Kaplan-Meier analysis of overall survival (OS) and disease-free survival (DFS) curves of patients with esophageal squamous cell carcinoma (ESCC) based on periostin expression as strongly positive, weakly positive or negative. A: OS curve of patients with ESCC based on periostin expression; B: DFS curve of patients with ESCC based on periostin expression. The ESCC patients with periostin positive showed significantly poorer OS and DFS rates than those with periostin negative. The survival of patients in the strongly positive periostin expression was poorest.
Table 5.
Multivariate analysis of factors associated with OS and DFS
| Characteristics | OS | DFS | ||||
|---|---|---|---|---|---|---|
|
|
|
|||||
| Hazard ratio | 95% CI | P value | Hazard ratio | 95% CI | P value | |
| Periostin (negative vs. positive) | 2.393 | 1.065-5.377 | 0.035 | 2.395 | 1.066-5.381 | 0.034 |
| Age (≤60 vs. >60) | 1.184 | 0.654-2.143 | 0.577 | 0.864 | 0.458-1.632 | 0.653 |
| Gender (male vs. female) | 0.853 | 0.452-1.610 | 0.624 | 1.155 | 0.638-2.091 | 0.634 |
| Tumor size, cm (≤5 vs. >5) | 1.567 | 0.846-2.902 | 0.153 | 1.519 | 0.818-2.818 | 0.185 |
| Lymphatic metastasis (no vs. yes) | 1.658 | 0.915-3.004 | 0.096 | 1.665 | 0.918-3.018 | 0.093 |
| Tumor differentiation (high, moderate vs. low) | 0.392 | 0.211-0.726 | 0.003 | 0.363 | 0.196-0.673 | 0.001 |
| Venous invasion (no vs. yes) | 2.292 | 1.262-4.162 | 0.006 | 2.313 | 1.275-4.194 | 0.006 |
| Tumor location (upper vs. middle, low) | 0.899 | 0.470-1.722 | 0.749 | 0.918 | 0.491-1.718 | 0.789 |
| TNM (no vs. yes) | 2.934 | 1.635-5.266 | 0.000 | 3.047 | 1.714-5.417 | 0.000 |
Discussion
Recent studies have demonstrated that PN, as a extracellular matrix protein, was upregulated in a variety of cancers encompassing head and neck [11,13], colon [8], pancreatic [15], oral [14], breast [9], lung [18], ovarian [10] and liver cancer [19,20], etc. It functioned as a cell adhesion molecule and participated in many biological processes, including cell adhesion, invasion, metastasis and tumor angiogenesis [7,8,13,14]. As for ESCC, there were only several experiments focusing on the correlation between PN and that. Available cumulative findings provided mounting evidence for the importance of PN in tumor invasion, tumor cell dissemination as well as creating a supportive environment for metastatic colonization of ESCC [21-23]. However, most of previous studies did not clarify the relationship between PN expression and tumor angiogenesis and/or clinicopathological parameters of ESCC.

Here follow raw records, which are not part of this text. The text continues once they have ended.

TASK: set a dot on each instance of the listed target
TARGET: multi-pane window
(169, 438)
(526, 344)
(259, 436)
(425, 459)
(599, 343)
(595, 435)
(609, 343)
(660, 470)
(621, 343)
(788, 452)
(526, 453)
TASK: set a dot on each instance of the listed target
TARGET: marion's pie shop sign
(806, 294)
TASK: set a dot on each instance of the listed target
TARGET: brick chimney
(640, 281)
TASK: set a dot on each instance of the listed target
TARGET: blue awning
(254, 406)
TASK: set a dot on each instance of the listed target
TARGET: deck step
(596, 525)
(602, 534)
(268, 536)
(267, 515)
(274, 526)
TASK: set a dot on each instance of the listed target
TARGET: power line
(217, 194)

In the present study, we first describe the prognostic relevance of PN expression in patients with ESCC. Overexpression of PN was detectable in 50 of 68 (73.5%) tumor tissues. Furthermore, we observed that ESCC tumors with PN-positive expression were more frequently lymphatic metastasis, tumor differentiation, venous invasion and TNM stage III-IV than ESCC tumors with PN-negative expression. Further assessment demonstrated that OS and DFS were better in patients without PN expression than those in patients with PN-positive expression. Both Kaplan-Meier and multivariate analysis showed that the expression of PN was independent predictors of poor prognosis for both OS and DFS. The relationship between PN staining intensity and the patients’ survival was also analyzed, and a general inverse trend between a descending in patient survival and ascending PN staining intensity was observed. Therefore, these results indicated that PN expression had an adverse influence on the ESCC patient’s outcome. PN may be used as a marker to predict ESCC patient’s prognosis.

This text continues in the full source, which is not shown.